A Embrapa lançou hoje três sementes de soja transgênica RR adaptadas para a região do cerrado brasileiro. De acordo com o engenheiro agrônomo, isso não é interessante porque a tecnologia das sementes RR seria da Monsanto. "O que ela fez foi introduzir um pacote de genes patenteados pela Monsanto nas variedades brasileiras. Não há conquista nenhuma. Os agricultores que plantarem a soja da Emprapa pagarão royalties para a Embrapa e para a Monsanto".

Barbeiro faz ainda um alerta em relação à saúde e ao meio ambiente. "No futuro, passado esses três anos, ela (a soja transgênica) vai agravar o problema da contaminação dos rios e a saúde da população indígena", porque, segundo ele, será preciso utilizar mais agrotóxicos.

"Por isso defendemos que esse controle seja por métodos agroecológicos, e não químicos. Em Cangará da Serra, próximo a Cuiabá, existe o maior produtor de soja agroecológica do país".

Na visão do pesquisador Plinio Itamar de Souza, responsável pela equipe de 20 funcionários que esteve à frente da pesquisa sobre variedades de soja transgênica na Embrapa, poderão ser usados agrotóxicos herbicidas menos agressivos ao meio ambiente. Segundo ele, no projeto das três sojas para o cerrado foram gastos sete anos de pesquisa.

Câmara aprova PL da Biossegurança

O Projeto de Lei (PL) que trata do plantio e comercialização de transgênicos e da pesquisa genética com células embrionárias foi aprovado, na noite de ontem (2/3), pelos deputados federais. Decisão foi obtida com a pressão exercida pelo lobby da bancada ruralista e das grandes empresas de biotecnologia.

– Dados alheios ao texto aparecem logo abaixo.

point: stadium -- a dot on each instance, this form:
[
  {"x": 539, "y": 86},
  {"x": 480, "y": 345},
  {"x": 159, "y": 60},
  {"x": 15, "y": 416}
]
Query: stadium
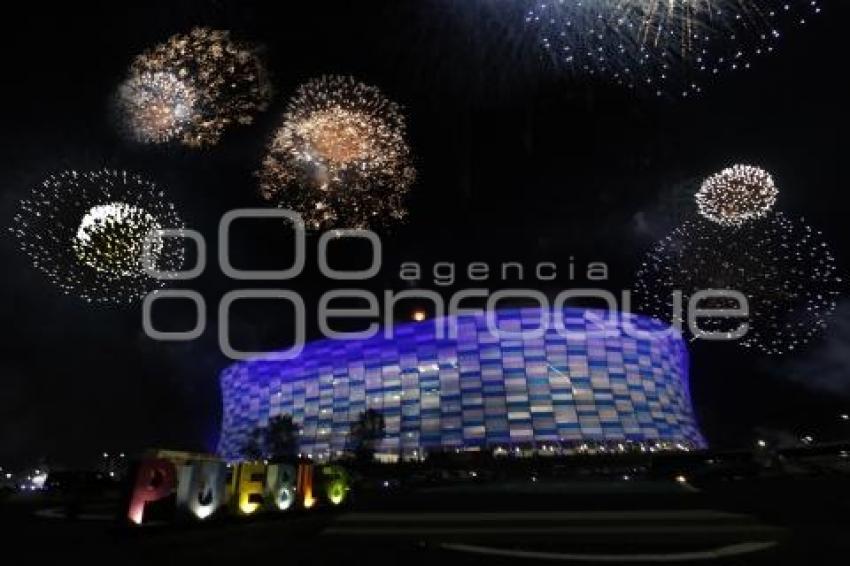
[{"x": 606, "y": 381}]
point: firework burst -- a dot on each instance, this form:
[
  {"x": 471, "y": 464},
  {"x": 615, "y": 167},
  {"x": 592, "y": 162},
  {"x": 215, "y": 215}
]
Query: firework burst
[
  {"x": 87, "y": 232},
  {"x": 340, "y": 158},
  {"x": 782, "y": 265},
  {"x": 737, "y": 195},
  {"x": 662, "y": 45},
  {"x": 191, "y": 88}
]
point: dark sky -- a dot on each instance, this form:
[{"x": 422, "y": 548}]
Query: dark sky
[{"x": 516, "y": 163}]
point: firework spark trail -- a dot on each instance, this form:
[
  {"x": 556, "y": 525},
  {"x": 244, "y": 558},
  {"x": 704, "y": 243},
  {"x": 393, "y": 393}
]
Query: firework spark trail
[
  {"x": 192, "y": 87},
  {"x": 736, "y": 195},
  {"x": 663, "y": 46},
  {"x": 340, "y": 158},
  {"x": 86, "y": 232},
  {"x": 782, "y": 265}
]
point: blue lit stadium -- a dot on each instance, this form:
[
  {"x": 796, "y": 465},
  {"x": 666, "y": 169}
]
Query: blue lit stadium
[{"x": 607, "y": 383}]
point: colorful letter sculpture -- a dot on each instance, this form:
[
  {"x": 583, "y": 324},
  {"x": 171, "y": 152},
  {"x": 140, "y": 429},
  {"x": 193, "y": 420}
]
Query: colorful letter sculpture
[
  {"x": 198, "y": 486},
  {"x": 155, "y": 480},
  {"x": 201, "y": 488}
]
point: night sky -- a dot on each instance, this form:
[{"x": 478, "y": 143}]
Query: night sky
[{"x": 516, "y": 162}]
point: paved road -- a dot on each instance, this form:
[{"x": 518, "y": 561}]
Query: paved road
[{"x": 486, "y": 524}]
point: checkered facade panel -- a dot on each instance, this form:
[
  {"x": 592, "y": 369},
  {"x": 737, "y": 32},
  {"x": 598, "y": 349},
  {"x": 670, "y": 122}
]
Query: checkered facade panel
[{"x": 590, "y": 378}]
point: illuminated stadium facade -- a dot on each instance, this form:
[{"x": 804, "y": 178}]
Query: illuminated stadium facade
[{"x": 604, "y": 382}]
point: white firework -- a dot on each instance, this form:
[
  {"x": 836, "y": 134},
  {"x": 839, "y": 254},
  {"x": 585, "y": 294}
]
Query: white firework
[{"x": 87, "y": 232}]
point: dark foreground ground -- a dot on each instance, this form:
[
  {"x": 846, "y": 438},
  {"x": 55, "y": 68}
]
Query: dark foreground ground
[{"x": 802, "y": 521}]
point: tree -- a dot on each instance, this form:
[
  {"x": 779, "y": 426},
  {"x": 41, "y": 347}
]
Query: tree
[
  {"x": 366, "y": 432},
  {"x": 278, "y": 441},
  {"x": 252, "y": 449},
  {"x": 282, "y": 438}
]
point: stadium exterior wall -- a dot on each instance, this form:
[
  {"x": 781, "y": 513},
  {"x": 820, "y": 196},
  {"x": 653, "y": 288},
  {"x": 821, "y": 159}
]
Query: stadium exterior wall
[{"x": 601, "y": 383}]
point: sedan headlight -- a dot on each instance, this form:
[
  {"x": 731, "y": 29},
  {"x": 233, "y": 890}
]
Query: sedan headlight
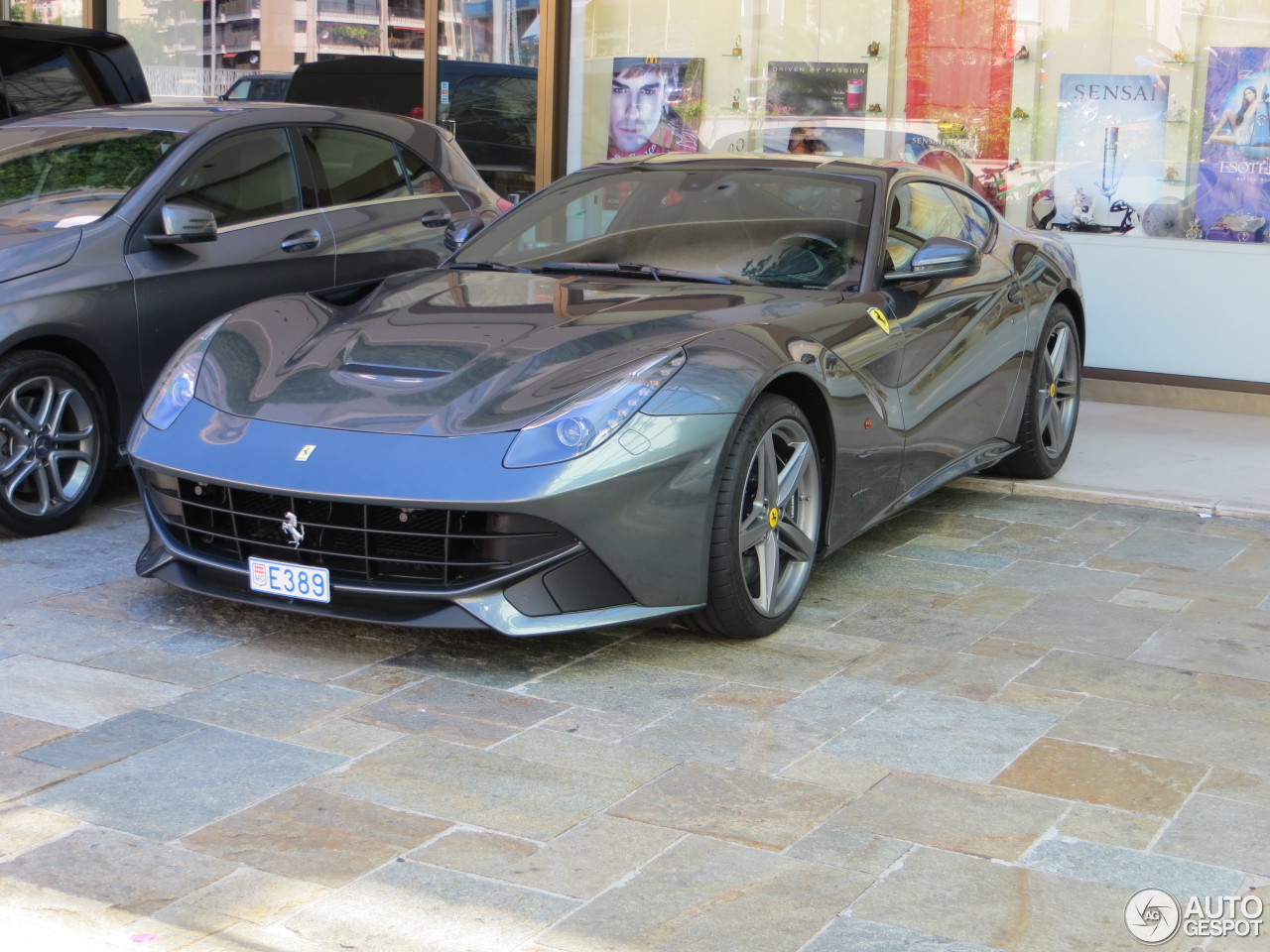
[
  {"x": 593, "y": 416},
  {"x": 176, "y": 388}
]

Sob forte pressão de ministros (Agricultura, Ciência e Tecnologia, Indústria e Comércio), que reivindicaram plenos poderes à Comissão Técnica Nacional de Biossegurança (CTNBio) para controlar pesquisas com Organismos Geneticamente Modificados (OGMs)e o plantio e comercialização de transgênicos, a Câmara dos Deputados aprovou, na noite de ontem (2/3), por 352 votos a favor, 60 contra e uma abstenção, o PL da Biossegurança. A proposta também libera as pesquisas com células-tronco embrionárias – esperança de cura para quem tem lesões na medula, por exemplo – e, por isso, também recebeu forte apoio de pesquisadores e portadores de deficiências físicas. As duas questões são as mais polêmicas do projeto e foram incluídas em destaques votados em separado. O texto aprovado agora irá à sanção do Presidente da República.

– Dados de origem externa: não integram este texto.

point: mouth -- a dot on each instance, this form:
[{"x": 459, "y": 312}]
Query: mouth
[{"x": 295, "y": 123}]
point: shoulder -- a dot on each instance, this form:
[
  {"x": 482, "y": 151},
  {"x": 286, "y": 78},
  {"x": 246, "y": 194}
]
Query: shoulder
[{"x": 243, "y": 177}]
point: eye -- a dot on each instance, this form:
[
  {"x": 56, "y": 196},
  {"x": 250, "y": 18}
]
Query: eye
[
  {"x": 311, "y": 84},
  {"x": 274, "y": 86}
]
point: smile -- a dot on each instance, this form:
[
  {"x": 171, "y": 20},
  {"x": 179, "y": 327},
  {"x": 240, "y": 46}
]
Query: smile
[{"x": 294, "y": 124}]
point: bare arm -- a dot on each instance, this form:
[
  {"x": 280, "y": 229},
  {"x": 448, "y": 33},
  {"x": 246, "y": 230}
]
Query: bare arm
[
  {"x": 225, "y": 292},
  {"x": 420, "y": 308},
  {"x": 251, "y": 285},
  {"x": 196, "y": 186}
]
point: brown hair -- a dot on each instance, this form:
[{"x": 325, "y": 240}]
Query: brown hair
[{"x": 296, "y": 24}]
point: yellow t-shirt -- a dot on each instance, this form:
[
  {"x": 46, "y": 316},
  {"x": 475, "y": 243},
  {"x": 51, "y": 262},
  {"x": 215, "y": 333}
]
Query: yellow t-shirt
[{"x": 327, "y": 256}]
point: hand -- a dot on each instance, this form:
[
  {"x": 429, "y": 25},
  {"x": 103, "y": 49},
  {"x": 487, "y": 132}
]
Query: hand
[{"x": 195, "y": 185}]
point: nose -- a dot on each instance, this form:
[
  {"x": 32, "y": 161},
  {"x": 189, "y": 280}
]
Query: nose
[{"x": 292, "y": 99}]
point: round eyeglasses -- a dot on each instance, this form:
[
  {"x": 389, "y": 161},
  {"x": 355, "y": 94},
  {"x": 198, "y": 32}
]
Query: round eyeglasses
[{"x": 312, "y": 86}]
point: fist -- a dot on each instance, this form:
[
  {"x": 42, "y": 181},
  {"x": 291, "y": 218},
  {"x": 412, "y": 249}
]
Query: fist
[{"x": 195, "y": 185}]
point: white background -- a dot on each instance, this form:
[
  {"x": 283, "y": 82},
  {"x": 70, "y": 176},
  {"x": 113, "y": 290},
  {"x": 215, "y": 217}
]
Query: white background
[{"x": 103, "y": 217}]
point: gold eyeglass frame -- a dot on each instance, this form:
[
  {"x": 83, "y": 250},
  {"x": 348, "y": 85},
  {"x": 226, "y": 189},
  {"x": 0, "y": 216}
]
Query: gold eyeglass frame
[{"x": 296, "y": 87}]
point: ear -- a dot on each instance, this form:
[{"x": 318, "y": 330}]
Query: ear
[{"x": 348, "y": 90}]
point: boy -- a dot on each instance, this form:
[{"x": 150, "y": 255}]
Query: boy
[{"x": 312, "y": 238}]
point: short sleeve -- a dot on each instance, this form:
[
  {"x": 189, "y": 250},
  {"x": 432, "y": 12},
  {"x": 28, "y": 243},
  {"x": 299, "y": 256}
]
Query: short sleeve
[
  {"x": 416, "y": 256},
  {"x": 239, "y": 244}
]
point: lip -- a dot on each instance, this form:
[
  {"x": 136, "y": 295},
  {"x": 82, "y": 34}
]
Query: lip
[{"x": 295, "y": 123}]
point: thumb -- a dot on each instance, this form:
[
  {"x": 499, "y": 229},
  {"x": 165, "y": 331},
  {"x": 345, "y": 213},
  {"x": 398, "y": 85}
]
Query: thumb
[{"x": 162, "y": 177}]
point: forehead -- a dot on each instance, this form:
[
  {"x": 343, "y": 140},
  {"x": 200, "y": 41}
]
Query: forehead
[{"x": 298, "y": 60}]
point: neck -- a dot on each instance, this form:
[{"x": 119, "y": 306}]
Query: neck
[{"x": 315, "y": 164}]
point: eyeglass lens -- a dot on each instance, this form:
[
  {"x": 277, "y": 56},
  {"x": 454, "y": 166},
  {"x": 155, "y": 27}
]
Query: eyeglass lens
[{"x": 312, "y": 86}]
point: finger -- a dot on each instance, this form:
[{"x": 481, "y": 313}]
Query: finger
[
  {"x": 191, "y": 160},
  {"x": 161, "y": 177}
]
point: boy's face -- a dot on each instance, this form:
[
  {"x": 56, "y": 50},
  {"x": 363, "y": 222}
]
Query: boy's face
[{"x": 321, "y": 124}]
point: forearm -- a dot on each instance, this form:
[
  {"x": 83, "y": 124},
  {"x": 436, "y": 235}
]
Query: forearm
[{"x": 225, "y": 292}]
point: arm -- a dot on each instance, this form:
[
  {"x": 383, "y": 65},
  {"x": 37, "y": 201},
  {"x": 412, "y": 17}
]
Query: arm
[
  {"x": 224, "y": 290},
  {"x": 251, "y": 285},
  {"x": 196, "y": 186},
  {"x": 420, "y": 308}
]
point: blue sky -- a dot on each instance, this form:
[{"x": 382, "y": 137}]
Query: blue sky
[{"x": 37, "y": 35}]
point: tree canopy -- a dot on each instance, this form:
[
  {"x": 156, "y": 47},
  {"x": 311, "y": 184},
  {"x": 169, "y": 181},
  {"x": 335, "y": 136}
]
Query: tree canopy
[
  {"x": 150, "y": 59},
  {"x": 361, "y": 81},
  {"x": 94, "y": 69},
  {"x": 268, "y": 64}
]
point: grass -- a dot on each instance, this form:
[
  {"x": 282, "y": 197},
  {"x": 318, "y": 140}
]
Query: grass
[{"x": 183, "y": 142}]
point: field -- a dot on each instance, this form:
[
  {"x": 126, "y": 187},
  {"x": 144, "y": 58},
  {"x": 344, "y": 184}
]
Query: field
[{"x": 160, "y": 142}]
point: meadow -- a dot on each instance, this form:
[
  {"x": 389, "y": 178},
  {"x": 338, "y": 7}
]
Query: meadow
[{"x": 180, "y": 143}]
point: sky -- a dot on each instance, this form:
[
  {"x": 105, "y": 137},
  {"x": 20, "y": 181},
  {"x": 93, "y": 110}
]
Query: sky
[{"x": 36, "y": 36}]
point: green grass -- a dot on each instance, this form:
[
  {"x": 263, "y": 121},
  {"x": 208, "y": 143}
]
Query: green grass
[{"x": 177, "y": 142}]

A proposta aprovada atribui a CTNBio a exclusividade para autorizar e controlar o uso e pesquisas de OGMs. Os ministérios do Meio Ambiente (MMA) e da Saúde (MS), bem como as organizações ambientalistas, defendiam no processo de autorização a participação do Instituto Brasileiro do Meio Ambiente e Recursos Naturais Renováveis (Ibama) e da Agência Nacional de Vigilância Sanitária (Anvisa), órgãos subordinados às duas pastas.

O projeto determina ainda que os rótulos dos produtos tragam, obrigatoriamente, informações sobre a existência de transgênicos em sua composição. Os deputados também mantiveram a proibição ao uso e comercialização de tecnologias genéticas de restrição de uso, ou seja, capazes de produzir plantas estéreis, que não geram sementes. Havia um grande lobby das empresas de biotecnologia para acabar com essa proibição e manter o monopólio sobre a venda de sementes.

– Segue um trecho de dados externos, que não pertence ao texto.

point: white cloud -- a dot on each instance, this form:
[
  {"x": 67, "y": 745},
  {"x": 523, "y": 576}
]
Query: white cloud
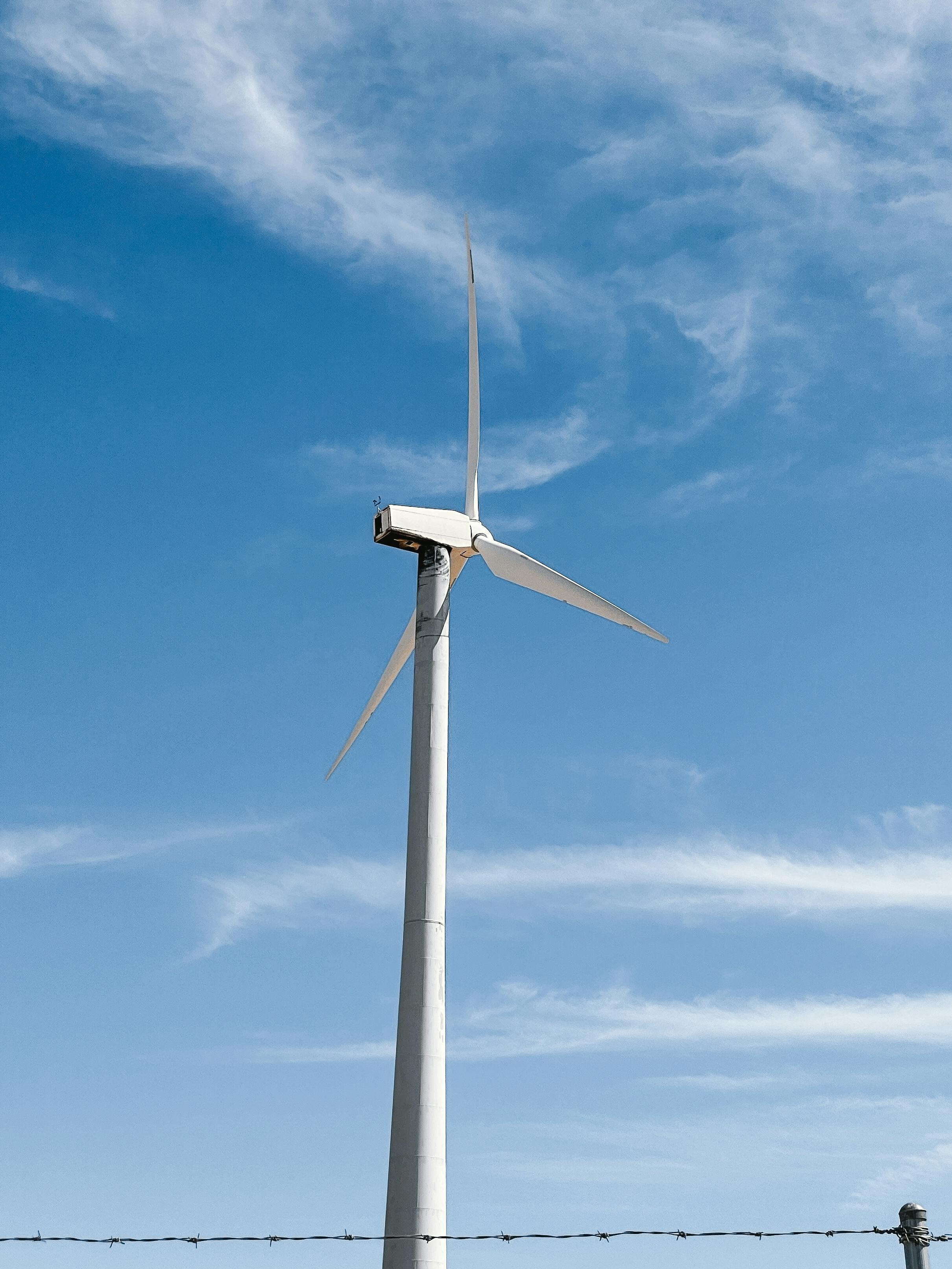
[
  {"x": 527, "y": 1021},
  {"x": 715, "y": 877},
  {"x": 280, "y": 896},
  {"x": 719, "y": 488},
  {"x": 15, "y": 280},
  {"x": 512, "y": 457},
  {"x": 67, "y": 846},
  {"x": 743, "y": 142},
  {"x": 27, "y": 848},
  {"x": 932, "y": 460}
]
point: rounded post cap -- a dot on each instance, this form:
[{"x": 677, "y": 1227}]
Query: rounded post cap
[{"x": 912, "y": 1214}]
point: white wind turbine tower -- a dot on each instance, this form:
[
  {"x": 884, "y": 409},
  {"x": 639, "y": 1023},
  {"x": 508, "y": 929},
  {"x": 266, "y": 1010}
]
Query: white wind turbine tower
[{"x": 417, "y": 1183}]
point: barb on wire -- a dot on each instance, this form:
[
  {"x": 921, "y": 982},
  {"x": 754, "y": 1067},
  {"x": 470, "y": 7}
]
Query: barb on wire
[{"x": 599, "y": 1235}]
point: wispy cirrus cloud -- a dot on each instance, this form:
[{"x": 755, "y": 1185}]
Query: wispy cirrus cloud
[
  {"x": 527, "y": 1021},
  {"x": 931, "y": 460},
  {"x": 16, "y": 280},
  {"x": 719, "y": 488},
  {"x": 512, "y": 457},
  {"x": 715, "y": 877},
  {"x": 723, "y": 150},
  {"x": 285, "y": 895},
  {"x": 65, "y": 846}
]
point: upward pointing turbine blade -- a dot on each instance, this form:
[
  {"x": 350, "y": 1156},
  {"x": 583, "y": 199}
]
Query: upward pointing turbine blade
[
  {"x": 473, "y": 453},
  {"x": 514, "y": 566},
  {"x": 396, "y": 663}
]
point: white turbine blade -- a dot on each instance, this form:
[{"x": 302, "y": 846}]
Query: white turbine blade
[
  {"x": 473, "y": 453},
  {"x": 401, "y": 655},
  {"x": 512, "y": 565}
]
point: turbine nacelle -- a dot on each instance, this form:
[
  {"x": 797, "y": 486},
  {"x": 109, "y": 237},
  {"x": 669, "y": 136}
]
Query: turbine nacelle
[{"x": 409, "y": 527}]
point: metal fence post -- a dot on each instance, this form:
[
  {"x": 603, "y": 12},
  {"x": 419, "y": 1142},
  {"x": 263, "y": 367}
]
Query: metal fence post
[{"x": 916, "y": 1235}]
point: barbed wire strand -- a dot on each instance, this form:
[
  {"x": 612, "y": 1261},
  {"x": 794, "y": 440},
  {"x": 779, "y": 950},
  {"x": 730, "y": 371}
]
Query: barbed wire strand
[{"x": 903, "y": 1234}]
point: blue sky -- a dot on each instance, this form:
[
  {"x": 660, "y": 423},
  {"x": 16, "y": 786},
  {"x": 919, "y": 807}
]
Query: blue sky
[{"x": 700, "y": 894}]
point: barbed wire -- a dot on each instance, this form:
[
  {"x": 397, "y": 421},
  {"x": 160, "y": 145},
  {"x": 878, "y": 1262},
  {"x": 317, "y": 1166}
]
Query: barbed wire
[{"x": 904, "y": 1235}]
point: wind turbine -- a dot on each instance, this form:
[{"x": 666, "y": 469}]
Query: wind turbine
[{"x": 417, "y": 1182}]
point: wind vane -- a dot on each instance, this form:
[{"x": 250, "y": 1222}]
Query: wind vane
[{"x": 417, "y": 1184}]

A aprovação do conteúdo relativo aos transgênicos foi uma grande vitória da bancada ruralista da Câmara obtida a partir de uma esperteza política. Apesar de estarem ligados às ciências genéticas, os dois temas incluídos no projeto aprovado ontem – pesquisas com células-tronco e OGMs – são completamente distintos. A intenção em reuni-los em uma única proposta legislativa foi justamente o de atrair para ela o apoio de pesquisadores, médicos, familiares e pacientes com necessidades especiais e vítimas de doenças degenerativas. Por incrível que pareça, as justas reivindicações desse segmento acabaram legitimando e conferindo forte peso emocional a um projeto que atende também as grandes transnacionais da biotecnologia.